Pour le lanceur moyen, l'utilisation d'un lanceur existant, en l'occurrence Soyouz, est apparue comme une alternative intéressante au développement d'un lanceur européen nouveau. En effet, ce lanceur est disponible pour un coût inférieur au prix du marché, ce qui dispense l'Europe de s'engager dans le développement d'un nouveau lanceur. Par ailleurs, une telle solution est susceptible de consolider sur le long terme la coopération entre l'Europe et la Russie dans le domaine spatial, en particulier dans le domaine de la technologie des lanceurs réutilisables pour lesquels la Russie possède une grande avance.

Soyouz est le lanceur le plus ancien et le plus fiable de l'histoire spatiale. Depuis 1957, il a été produit, dans diverses versions à plus de 1.700 exemplaires avec un taux de réussite de 96,6 % pour les lancements.

La coopération entre l'Europe et la Russie sur le lanceur Soyouz remonte à plusieurs années. C'est en effet une société créée en 1996 et détenue à parité par des actionnaires européens (EADS 35 %, Arianespace 15 %) et russes, la société Starsem, qui assure la commercialisation et l'exploitation de Soyouz depuis le cosmodrome de Baïkonour, au Kazakhstan. Starsem a réalisé avec Soyouz une vingtaine de tirs, tous réussis. Cette coopération a facilité l'émergence du projet visant à opérer le lancement de Soyouz depuis Kourou.
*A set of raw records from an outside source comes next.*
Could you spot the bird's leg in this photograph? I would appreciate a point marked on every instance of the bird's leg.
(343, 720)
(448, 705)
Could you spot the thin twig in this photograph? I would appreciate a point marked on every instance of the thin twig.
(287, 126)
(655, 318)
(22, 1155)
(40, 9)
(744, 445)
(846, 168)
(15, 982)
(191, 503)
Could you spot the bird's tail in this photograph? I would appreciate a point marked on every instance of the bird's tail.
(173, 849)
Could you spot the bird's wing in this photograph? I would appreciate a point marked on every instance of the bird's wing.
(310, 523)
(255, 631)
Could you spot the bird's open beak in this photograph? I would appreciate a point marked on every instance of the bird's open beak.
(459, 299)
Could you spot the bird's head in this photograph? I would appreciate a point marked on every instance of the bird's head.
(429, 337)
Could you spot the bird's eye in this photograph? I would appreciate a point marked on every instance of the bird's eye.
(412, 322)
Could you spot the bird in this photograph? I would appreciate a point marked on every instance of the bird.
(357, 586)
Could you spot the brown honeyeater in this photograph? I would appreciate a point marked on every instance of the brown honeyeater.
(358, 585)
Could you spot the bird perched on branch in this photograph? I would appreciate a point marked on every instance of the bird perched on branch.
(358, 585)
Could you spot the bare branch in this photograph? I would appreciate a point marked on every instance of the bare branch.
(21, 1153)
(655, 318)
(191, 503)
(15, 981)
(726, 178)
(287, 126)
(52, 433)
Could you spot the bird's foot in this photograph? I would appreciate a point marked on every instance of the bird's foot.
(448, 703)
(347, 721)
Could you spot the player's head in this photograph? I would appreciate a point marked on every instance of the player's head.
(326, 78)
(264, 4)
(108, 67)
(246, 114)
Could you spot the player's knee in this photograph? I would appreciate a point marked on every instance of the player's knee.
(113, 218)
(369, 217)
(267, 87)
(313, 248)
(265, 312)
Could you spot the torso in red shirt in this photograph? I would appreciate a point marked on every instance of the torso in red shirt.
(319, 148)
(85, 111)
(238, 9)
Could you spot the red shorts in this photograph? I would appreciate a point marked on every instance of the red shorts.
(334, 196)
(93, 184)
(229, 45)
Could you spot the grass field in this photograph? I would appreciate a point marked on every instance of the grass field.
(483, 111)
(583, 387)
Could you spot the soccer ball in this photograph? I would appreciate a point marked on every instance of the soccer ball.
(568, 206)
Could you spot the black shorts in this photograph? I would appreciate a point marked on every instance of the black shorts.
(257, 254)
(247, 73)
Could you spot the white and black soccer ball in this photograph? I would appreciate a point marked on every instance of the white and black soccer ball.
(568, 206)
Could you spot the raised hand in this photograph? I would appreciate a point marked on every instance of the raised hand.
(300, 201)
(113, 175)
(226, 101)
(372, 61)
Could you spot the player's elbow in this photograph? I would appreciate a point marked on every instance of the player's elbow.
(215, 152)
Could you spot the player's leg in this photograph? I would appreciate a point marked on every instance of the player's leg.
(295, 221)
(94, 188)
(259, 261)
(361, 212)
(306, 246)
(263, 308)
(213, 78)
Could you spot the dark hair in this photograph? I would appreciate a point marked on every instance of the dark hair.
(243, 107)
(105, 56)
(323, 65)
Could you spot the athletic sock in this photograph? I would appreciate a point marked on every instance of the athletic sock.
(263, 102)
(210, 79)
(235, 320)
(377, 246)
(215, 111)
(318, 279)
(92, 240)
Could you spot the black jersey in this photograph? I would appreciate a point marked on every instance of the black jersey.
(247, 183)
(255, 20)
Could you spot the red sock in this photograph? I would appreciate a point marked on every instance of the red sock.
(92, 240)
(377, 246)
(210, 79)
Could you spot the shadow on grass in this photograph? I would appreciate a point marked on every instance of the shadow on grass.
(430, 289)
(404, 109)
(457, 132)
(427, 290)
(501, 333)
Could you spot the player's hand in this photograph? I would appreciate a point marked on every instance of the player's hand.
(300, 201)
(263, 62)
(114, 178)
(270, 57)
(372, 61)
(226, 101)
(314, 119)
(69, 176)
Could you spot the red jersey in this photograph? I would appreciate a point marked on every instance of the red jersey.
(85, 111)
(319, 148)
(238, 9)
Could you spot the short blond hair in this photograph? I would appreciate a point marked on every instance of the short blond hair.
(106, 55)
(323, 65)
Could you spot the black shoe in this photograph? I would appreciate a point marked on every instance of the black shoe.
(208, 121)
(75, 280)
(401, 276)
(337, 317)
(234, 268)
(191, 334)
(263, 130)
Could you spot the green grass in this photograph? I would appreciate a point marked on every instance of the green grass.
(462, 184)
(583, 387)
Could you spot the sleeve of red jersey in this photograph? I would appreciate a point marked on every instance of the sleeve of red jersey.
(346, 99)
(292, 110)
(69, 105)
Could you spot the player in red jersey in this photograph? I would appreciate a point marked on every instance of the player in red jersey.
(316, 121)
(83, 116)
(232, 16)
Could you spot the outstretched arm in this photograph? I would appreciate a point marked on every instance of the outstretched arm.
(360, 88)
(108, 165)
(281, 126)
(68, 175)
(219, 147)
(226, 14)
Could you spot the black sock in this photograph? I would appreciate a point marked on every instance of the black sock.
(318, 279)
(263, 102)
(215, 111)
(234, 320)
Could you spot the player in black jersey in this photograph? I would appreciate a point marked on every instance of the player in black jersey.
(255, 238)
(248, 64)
Dans cette perspective, une nouvelle version de Soyouz, dénommée Soyouz ST, a été développée en Russie. Elle intègre notamment les normes de sécurité propres au Centre spatial guyanais, différentes de celles en vigueur en Russie.

Le lancement d'un premier Soyouz-ST russe depuis le centre spatial de Kourou est programmé pour le second semestre 2009.